PostgreSQL 19 Beta Introduces SQL Graph Queries and Concurrent Table Repacking
UI Skills: A Design-Engineering Collection for Humans and Agents
TLDR: UI Skills is a curated library of design-engineering techniques aimed at both human developers and AI agents building interfaces. The goal is bridging the gap between visual design intent and correct implementation.
Summary: There is a real problem at the intersection of design and engineering that gets worse as AI agents enter the picture. Designers think in terms of visual outcomes, spacing systems, and interaction states. Engineers think in terms of component APIs, state machines, and constraint systems. AI agents, when asked to build UI, tend to pattern-match to the most common examples in their training data, which often means generic, low-quality interfaces that technically render but feel wrong.

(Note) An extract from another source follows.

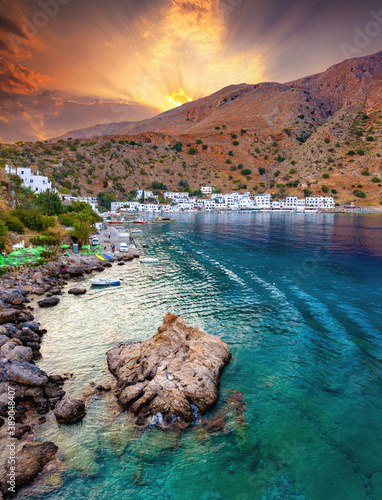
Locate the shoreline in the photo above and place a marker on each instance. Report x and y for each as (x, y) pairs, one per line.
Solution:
(28, 395)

UI Skills tries to codify the tacit knowledge that experienced design engineers carry around. Things like how to handle focus states in a way that is both accessible and visually coherent, how to implement motion that respects user preferences, or how to structure component variants so they compose cleanly. This is the kind of knowledge that is usually transmitted through code review and pair programming, not documentation.
The interesting bet here is that making these skills explicit and machine-readable could improve what AI coding agents produce. If an agent has a structured understanding of how to correctly implement a disclosure widget or a combobox, rather than just having seen many examples, the outputs could be more reliable. That is worth watching.
What I'd push back on is the assumption that formalizing design-engineering knowledge is sufficient to close the gap. A lot of what makes an interface feel right is contextual judgment that is hard to encode. Knowing the pattern for a skip-to-content link is different from knowing when to use it, where to place it, and how to style it for a specific design system. The library is a good start but the hard problem remains.
Key takeaways:
- UI Skills encodes design-engineering patterns as machine-readable knowledge for both human and AI developers
- The project addresses the gap between design intent and technically correct implementation
- Formalizing tacit design knowledge is valuable but contextual judgment still requires human input
Why do I care: I spend time reviewing AI-generated UI code and the quality variance is enormous. Anything that gives agents better priors for interface implementation is worth investing in. The design-engineering overlap is also a career path that more frontend developers should pursue. The people who can fluently translate between visual and technical are disproportionately valuable on any product team.